BEIJING — Shandong Linglong Tire Co. Ltd. has signed an investment framework agreement with the Serbian government covering the Serbian tire plant project announced in August, but the parties did not disclose details.
The agreement as signed by Linglong Chairman Wang Feng and Siniša Mali, Serbia's finance minister. Serbian President Aleksandar Vucic also attended the signing and, according to Linglong, said he would "fully support Linglong's Serbian project to complete construction and start operation as soon as possible."
The Chinese tire maker announced plans in August to build a $994 million car and light truck tire plant in Serbia's Zrenjanin Free Trade Zone in Serbia.
The construction of the Serbian manufacturing base will further develop the company's European markets, according to Linglong.
"Direct sales from Serbian factory to OEMs and retail distributors in and around Europe will serve customers faster and more effectively and reduce logistics costs," it added.
Linglong said the Serbian project also can promote the deeper cooperation between Linglong and some European auto makers, such as Volkswagen A.G. and VW's Audi brand.

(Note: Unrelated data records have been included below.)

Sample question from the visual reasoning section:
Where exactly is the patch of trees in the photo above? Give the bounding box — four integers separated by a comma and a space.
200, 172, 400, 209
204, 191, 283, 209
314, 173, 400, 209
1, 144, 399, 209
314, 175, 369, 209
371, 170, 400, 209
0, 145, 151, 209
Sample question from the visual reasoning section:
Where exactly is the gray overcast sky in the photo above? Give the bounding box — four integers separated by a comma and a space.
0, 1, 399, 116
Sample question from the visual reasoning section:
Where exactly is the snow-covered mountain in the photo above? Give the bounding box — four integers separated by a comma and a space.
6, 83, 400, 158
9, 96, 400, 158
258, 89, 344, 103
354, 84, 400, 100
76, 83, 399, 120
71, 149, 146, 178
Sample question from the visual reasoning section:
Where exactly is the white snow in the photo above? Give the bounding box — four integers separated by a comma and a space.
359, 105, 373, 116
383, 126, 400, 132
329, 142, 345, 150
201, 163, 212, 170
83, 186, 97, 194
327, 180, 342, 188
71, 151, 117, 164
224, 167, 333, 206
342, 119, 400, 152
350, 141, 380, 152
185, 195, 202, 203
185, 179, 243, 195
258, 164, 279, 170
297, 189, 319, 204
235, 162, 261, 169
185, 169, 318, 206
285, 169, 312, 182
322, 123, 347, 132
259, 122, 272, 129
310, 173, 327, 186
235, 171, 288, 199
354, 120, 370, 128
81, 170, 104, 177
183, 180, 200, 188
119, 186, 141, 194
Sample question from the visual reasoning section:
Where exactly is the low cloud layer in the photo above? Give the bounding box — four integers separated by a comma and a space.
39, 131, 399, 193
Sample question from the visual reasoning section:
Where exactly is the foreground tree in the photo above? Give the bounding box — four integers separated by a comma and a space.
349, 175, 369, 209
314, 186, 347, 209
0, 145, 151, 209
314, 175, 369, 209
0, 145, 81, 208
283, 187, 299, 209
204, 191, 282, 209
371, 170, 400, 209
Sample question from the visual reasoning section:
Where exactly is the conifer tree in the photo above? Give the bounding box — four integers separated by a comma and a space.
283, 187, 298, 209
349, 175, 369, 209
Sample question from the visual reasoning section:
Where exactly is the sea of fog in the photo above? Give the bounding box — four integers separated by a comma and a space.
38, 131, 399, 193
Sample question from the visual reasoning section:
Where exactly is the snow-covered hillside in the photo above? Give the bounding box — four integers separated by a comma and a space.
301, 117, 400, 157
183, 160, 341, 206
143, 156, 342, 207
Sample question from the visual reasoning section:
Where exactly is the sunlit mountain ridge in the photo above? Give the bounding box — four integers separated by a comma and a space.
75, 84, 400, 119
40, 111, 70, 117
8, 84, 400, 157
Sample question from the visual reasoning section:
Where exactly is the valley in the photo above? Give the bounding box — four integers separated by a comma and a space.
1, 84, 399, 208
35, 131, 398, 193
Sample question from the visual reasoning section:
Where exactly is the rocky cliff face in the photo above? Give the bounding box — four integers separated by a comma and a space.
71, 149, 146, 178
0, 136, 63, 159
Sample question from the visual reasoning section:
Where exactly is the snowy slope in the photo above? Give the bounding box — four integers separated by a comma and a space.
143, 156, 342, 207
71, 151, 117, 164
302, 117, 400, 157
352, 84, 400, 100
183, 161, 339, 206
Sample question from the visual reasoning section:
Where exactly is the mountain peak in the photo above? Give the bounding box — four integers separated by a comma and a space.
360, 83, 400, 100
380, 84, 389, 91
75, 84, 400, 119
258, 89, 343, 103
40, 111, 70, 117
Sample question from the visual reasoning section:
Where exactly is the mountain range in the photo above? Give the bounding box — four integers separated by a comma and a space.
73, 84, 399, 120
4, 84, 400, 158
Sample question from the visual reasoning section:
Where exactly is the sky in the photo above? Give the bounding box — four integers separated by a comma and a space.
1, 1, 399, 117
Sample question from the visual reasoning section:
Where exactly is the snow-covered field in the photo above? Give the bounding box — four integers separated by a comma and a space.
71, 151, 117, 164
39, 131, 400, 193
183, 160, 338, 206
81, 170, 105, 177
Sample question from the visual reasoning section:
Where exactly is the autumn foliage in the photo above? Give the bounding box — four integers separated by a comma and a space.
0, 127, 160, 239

Linglong expects to start construction work on the plant — the company's first European unit — next April.
The 6-year project will be completed in three phases, and at full capacity the factory will be rated at 13.6 million units a year: 12 million passenger car, 1.6 million truck/bus and 20,000 off-the-road tires.
Full completion of three phases is set for 2025.
Linglong is considered China's second largest tire maker and No. 17 globally with 2017 sales of $2.18 billion, according to Tire Business' latest Global Tire Report.